AVTrack: Audio-Visual Tracking in Human-centric Complex Scenes¶

Conference: ICML 2026
arXiv: 2606.02724
Code: https://github.com/FudanCVL/AVTrack (Available)
Area: Video Understanding
Keywords: Audio-visual tracking, instance segmentation, human-centric, multi-modal reasoning, dataset benchmark

TL;DR¶

This paper proposes the AVTrack dataset and the AVTracker baseline method to address the Audio-Visual Instance Segmentation and tracking (AVIS) task in complex human-centric scenes. By defining eight challenging conditions, a rigorous evaluation benchmark was constructed. A three-stage divide-and-conquer framework was designed (ASR segmented aggregation → local speaker localization → global identity association), which outperforms existing state-of-the-art methods by approximately 8 percentage points on the HOTA metric.

Background & Motivation¶

Background: Audio-visual speaker tracking aims to locate and track active speakers using auditory and visual cues. In recent years, Audio-Visual Segmentation (AVS) has progressed from pixel-level segmentation to instance-level segmentation and tracking (AVIS). Representative methods like AVISM utilize Mask2Former and VITA with window attention to achieve memory-efficient instance-level audio-visual segmentation.

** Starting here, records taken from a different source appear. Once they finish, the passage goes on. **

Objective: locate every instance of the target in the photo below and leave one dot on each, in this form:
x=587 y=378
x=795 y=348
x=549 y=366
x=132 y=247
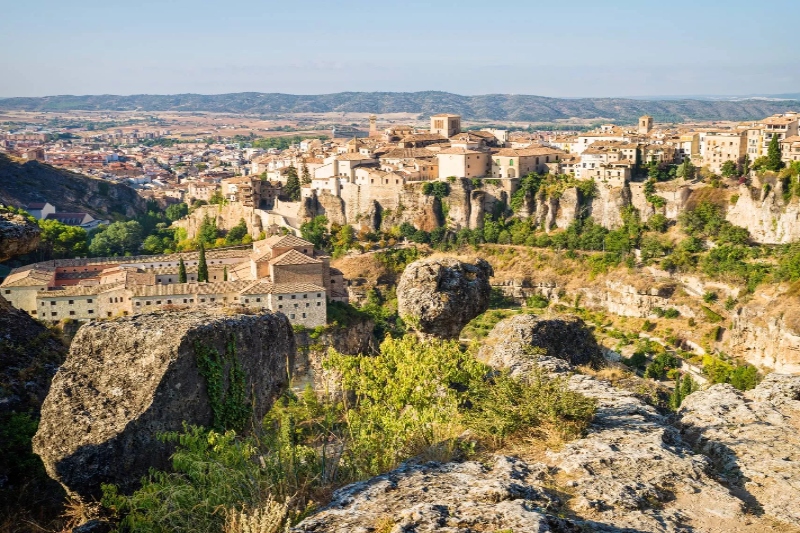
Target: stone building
x=281 y=274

Limitations of Prior Work: Existing datasets and benchmarks have severe limitations. Early speaker tracking datasets (AV16.3, CAV3D) were collected in controlled laboratory environments with simple scenes. AVA-ActiveSpeaker only provides bounding boxes and lacks cross-frame identity consistency. The AVSBench series consists mainly of 5–10 second short clips, which cannot evaluate long-range temporal modeling. Although AVISeg extends the duration to approximately 60 seconds, the scenes remain simple, lacking complex conditions such as camera motion, occlusion, and position changes, particularly underperforming in human-centric scenarios.

Key Challenge: Existing benchmarks bias toward evaluating static audio-visual co-occurrence rather than truly testing the model's robust spatio-temporal modeling and cross-modal reasoning capabilities in complex dynamic scenes. Simplified evaluation environments mask the true limitations of existing methods.

Goal: (1) Construct a high-quality AVIS evaluation benchmark for complex human-centric scenes; (2) Provide a modular, scalable, and strong baseline method to support follow-up research.

Key Insight: The authors systematically define eight complex audio-visual scene conditions (occlusion, position change, background switching, camera motion, multi-instance, multi-turn speaking, audio-visual inconsistency, and dynamic scale). These are used as criteria to build the dataset from multiple video sources (TV dramas, movies, vlogs, animations, variety shows, interviews, and stage performances) to ensure scene diversity and challenge.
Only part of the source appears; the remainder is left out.